Bourton cyclist hopes that form counts over promise

Sharon Laws Sharon Laws

SHARON LAWS admits she was ‘almost cracking up’ when the cycling authorities put back the announcement of the GB Olympic team by ten days, writes Danny Hall.

She had been on tenterhooks all year waiting for the June 7 deadline when she was due to find out whether she had been selected for a second Olympics.

“There have been a number of womens’ races cancelled this year and I guess they wanted more time to weigh things up,” said Sharon. “We will all know this weekend (June 17).”

Laws (pictured) is convinced that three of the four places are already earmarked for Britain’s Beijing gold medallist Nicole Cooke, Emma Pooley and GB’s likely No.1 Lizzie Armitstead.

That leaves Laws to fight out the final place with Lucy Martin and Katie Colclough, the only other names on the Games short list.

Laws results have been better than her rivals’. She turned her season around with a third place finish at the Gracia Orlova in the Czech Republic at the end of April – with Colclough back in 29th place – and then only last week she had a spectacular result in Northern Spain to come sixth in the four-day Emakumeen Euskal Bira – with Pooley, Armitstead and Cooke well behind.

But Laws, originally from Bourton-on-the-Water but now living in a community of professional cyclists in Girona, Spain, will be 38 next month, whereas Martin and Colclough are both 22. And there’s the rub.

In Team GB’s official cycling selection criteria, there is a passage which says account will be taken of ‘Young exceptional athletes who will benefit from an Olympic experience and are considered to be competitive in 2012 and medal prospects for 2016.’ Laws admitted: “My fear is that the selectors will go for youth over experience.
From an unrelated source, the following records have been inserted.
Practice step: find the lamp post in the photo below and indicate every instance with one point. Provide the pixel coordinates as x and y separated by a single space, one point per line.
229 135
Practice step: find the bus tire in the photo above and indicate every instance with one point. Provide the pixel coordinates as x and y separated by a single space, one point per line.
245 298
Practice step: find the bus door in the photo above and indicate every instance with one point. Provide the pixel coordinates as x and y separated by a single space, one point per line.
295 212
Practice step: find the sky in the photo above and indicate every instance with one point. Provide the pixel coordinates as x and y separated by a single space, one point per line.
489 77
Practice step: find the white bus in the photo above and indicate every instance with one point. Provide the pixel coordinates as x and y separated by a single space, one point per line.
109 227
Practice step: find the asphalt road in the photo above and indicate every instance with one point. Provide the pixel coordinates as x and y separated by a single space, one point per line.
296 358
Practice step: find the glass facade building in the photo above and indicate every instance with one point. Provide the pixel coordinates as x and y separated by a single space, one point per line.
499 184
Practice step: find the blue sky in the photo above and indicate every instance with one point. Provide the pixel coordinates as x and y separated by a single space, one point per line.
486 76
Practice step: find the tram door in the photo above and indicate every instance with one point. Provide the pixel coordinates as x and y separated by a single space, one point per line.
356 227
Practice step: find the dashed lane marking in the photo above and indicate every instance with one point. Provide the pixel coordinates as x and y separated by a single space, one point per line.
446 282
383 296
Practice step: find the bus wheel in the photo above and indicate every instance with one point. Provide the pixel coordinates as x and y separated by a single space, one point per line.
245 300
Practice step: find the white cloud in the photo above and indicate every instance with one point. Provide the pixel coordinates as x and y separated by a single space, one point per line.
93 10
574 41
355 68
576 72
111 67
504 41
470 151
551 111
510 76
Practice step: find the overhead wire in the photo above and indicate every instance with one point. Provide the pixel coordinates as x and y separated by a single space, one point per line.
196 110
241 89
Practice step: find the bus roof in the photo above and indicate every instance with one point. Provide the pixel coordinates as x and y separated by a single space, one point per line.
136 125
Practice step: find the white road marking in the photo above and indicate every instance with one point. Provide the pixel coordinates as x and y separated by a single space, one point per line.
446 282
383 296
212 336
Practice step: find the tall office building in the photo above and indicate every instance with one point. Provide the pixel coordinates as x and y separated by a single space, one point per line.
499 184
But I really can’t have done any more.” Followers of cycling will know that a year in the life of Sharon Laws rarely comes without setbacks and injuries, and the build-up to London 2012 has been no different.

Last year hadn’t ended before Laws and several other top British cyclists were left in a state of limbo after their Spanish team Garmin-Cervelo pulled the plug on its investment in women’ cycling.

Laws, Pooley, Armitstead and Martin were among those cut adrift with precious little help from their national federation until Dutch team AA Drink-Leontien came to the rescue and took them on board.

Then a change of coach – to Ian Rogers in South Africa – meant Laws changing her annual winter training base in Australia She did not get off to the best of starts, either, breaking her fibula in a crash, and when she did come back for the early-season World Cup races, she performed below par, feeling unwell.

Fortunately, in recent weeks, she has hit her peak at just the right time – if the selectors choose to see it that way.

Don’t expect Laws to be picking up an individual medal, however. Her job, as one of the so-called ‘domestiques’ of her sport, is to ride the hard miles and soften up the opposition so that the team leader (and best sprinter) can come through late to grab the glory.

“In the Czech Republic, I had the other girls working on my behalf and showed what I can do with a podium finish,” she said. “But normally I am ‘working’ for someone else and that way it is difficult to get results.

“I so desperately want to be picked again. I have had another look at the London road race course and it is harder than people think. I know I can make things tough for the other teams and do a good job for mine.”